Enjoying over $6 billion in revenue this past quarter, primarily driven by hybrid IT services that include cloud technologies, HPE's results certainly rest on the success of this segment.
Currently, HPE's system is a "hybrid", which means it allows for multi-cloud management across a workplace while allowing for the security and privacy afforded by private clouds and further allows for a consumption based pricing model.
So far, this has received a warm reception from IT professionals, as CFO Timothy Stonesifer reported that revenue from the company's Greenlake cloud platform has increased by 40% year over year.
However, as technology shifts, this might evaporate.
"IT customers adopting a public cloud-only model could decrease demand for on-premise and/or hybrid solutions, which would likely impact HPE's financial results," RBC analyst Amit Daryanani wrote in a note on August 28.
Multiple analysts voiced their concerns about HPE's prized segment possibly falling victim to fickle consumer preference and being cannibalized by larger competitors in the space.

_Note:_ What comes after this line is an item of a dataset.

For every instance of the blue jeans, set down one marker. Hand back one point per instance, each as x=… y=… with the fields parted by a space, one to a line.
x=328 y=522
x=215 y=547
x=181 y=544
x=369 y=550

Morgan Stanley managing director of research noted that "nearly 80% of HPE's revenue is threatened by accelerating cloud adoption," citing the industry shift as the primary risk to the company's turnaround and her own buy rating on the stock.
To be sure, a hybrid cloud does provide a larger degree of security and privacy, which becomes advantageous as both hacking and data privacy laws pressure public cloud providers.
As the turnaround continues, the company's response to the growing threat of cloud market shifts will be pivotal to the protection of 80% of its revenues.